3, the preparation of Zomaril
(Z)-4-(2, the 4-difluorophenyl)-piperidyl methyl ketoxime 21g, acetonitrile 210ml, join in the 500ml four-hole bottle, add 20.15g 4-(3-chloropropyl oxygen base)-3-methoxyacetophenone, potassiumiodide 8.72g adds potassium hydroxide 7.25g, be warming up to back flow reaction 26h, the TLC detection reaction.React complete after, be down to room temperature, reaction solution is poured in the 700ml water, is down to about 20 ℃ ± 2 ℃.Add the 50%KOH aqueous solution and transfer pH to 10.Stir 4h, suction filtration, filter cake washes with 35ml water.Product is 50 ℃ ± 2 ℃ dry 24h under vacuum tightness 0.090Mpa, obtain white solid 33.5g, yield 94.5%, and purity 99.6%, HPLC figure sees accompanying drawing 1.
The HPLC condition:
Take octadecylsilane chemically bonded silica as weighting agent, (the 2.72g potassium primary phosphate is dissolved in the 1L deionized water acetonitrile-potassium dihydrogen phosphate buffer solution, add 0.5% (V/V) triethylamine, be 6.0 with the phosphorus acid for adjusting pH value) (43: 57) be moving phase, the detection wavelength is 229nm, and number of theoretical plate calculates by the Zomaril peak should be not less than 3000.
Embodiment 2, (Z)-4-(2,4-fluorophenyl)-piperidyl methyl ketoxime 5.0g, dehydrated alcohol 50ml, add successively 4-(3-chloropropyl oxygen base)-3-methoxyacetophenone 4.58g, potassiumiodide 2.16g, 2%KOH176.5g, the TLC detection reaction is warmed up to 60 ℃ of reactions 14 hours, is warmed up to 70 ℃, reacted 1.5 hours, be down to room temperature, separate out solid, filter, the 10ml washing obtains the Zomaril crude product.Crude product adds the 1g gac with 120ml ethanol heating for dissolving, stirs, and heat filtering, the filtrate cool to room temperature filters, and obtains product 7.35g, yield 91.2%, purity 99.4%.
Embodiment 3, (Z)-4-(2, the 4-difluorophenyl)-piperidyl methyl ketoxime 21.0g, acetonitrile 210ml, join in the 500ml four-hole bottle, add 20.1g 4-(3-chloropropyl oxygen base)-3-methoxyacetophenone, potassiumiodide 1.5g adds potassium hydroxide 7.3g, be warming up to back flow reaction 26h, the TLC detection reaction.React complete after, be down to room temperature, reaction solution is poured in the 700ml water, is cooled to about 20 ℃ ± 2 ℃.Stir 4h, suction filtration, filter cake washes with 35ml water.Product is 50 ℃ ± 2 ℃ dry 24h under vacuum tightness 0.090Mpa, obtain white solid 33.5g, yield 94.5%, purity 99.4%.。
Embodiment 4, (Z)-4-(2, the 4-difluorophenyl)-piperidyl methyl ketoxime 10g, ethanol 100ml, join in the 500ml four-hole bottle, add 9.6g 4-(3-chloropropyl oxygen base)-3-methoxyacetophenone, potassiumiodide 1g adds solid potassium hydroxide 6.9g, be warming up to back flow reaction 20h, the TLC detection reaction.React complete after, be down to room temperature, reaction solution is poured in the 350ml water, is cooled to about 20 ℃ ± 2 ℃.Stir 4h, suction filtration, filter cake washes with water, and drying obtains white solid 15.3g, yield 91.3%, purity 99.5%.
As seen, utilize technical scheme of the present invention to prepare Zomaril, its purity is all more than 99%, and yield is all greater than 90%.

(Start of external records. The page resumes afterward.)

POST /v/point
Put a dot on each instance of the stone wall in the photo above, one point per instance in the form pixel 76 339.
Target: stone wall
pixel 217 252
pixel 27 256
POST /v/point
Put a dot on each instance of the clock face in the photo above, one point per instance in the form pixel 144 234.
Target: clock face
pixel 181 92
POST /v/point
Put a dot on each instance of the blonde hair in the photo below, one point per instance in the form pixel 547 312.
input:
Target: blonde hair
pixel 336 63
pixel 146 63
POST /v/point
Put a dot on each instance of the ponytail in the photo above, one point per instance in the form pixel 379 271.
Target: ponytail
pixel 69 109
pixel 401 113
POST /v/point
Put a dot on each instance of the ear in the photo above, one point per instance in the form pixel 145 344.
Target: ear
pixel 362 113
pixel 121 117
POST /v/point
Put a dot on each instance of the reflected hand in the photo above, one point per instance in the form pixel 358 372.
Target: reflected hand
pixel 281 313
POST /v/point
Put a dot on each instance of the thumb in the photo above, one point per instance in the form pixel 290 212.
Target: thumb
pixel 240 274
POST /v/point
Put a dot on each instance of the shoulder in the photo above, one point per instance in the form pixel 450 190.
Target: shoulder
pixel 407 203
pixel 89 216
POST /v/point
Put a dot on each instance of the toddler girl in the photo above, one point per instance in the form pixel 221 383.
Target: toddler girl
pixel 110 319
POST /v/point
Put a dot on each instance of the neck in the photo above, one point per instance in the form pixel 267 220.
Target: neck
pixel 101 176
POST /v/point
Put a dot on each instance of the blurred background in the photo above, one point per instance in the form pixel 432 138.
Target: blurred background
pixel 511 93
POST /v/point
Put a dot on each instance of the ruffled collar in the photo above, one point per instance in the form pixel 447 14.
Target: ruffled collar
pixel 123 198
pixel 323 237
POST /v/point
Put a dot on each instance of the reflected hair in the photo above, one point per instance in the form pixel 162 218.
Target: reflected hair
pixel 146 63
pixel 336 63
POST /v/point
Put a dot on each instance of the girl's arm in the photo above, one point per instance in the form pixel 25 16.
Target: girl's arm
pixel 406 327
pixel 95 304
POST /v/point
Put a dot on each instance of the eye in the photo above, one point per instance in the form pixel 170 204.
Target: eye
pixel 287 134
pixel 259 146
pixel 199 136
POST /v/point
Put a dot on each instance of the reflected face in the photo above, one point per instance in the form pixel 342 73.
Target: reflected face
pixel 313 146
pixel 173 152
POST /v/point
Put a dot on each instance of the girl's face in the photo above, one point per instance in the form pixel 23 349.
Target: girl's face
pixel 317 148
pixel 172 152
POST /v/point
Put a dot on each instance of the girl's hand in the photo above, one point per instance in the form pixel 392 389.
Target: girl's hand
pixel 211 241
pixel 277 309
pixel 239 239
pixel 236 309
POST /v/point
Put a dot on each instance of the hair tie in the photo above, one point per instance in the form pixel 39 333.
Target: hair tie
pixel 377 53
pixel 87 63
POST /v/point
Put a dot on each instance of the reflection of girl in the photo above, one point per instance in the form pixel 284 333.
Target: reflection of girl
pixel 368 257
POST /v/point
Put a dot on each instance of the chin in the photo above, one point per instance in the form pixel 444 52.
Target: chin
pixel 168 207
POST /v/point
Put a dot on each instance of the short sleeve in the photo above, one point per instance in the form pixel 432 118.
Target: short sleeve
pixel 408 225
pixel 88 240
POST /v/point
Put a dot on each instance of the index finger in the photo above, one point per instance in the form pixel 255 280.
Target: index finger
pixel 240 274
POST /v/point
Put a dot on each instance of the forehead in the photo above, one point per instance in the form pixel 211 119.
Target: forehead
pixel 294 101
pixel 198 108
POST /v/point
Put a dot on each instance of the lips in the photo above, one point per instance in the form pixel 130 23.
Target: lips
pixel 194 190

Following Comparative Examples 1-3 is according to single stage method of the present invention, uses disclosed other alkali except potassium hydroxide, sodium hydroxide or lithium hydroxide of CN200910200105, the preparation Zomaril.
Comparative Examples 1: under nitrogen protection, 2,4 difluorobenzene base (4-piperidyl) ketoxime hydrochloride 10g; add the 250ml there-necked flask, add the 150ml acetonitrile, add sodium bicarbonate 7.0g; sodium iodide 0.4g stirred 10 minutes, with 1-(4-(3-chloropropyl)-3-methoxyacetophenone 8.8g; add reaction flask, reflux, TLC detection reaction process; reacted 20 hours, and had by product to generate, be cooled to 0 degree; separate out solid, the washing of suction filtration solid, oven dry obtains product 13g.HPLC detects as can be known compound 5 content 75.17%, Zomaril content 24.83%.HPLC figure sees accompanying drawing 2.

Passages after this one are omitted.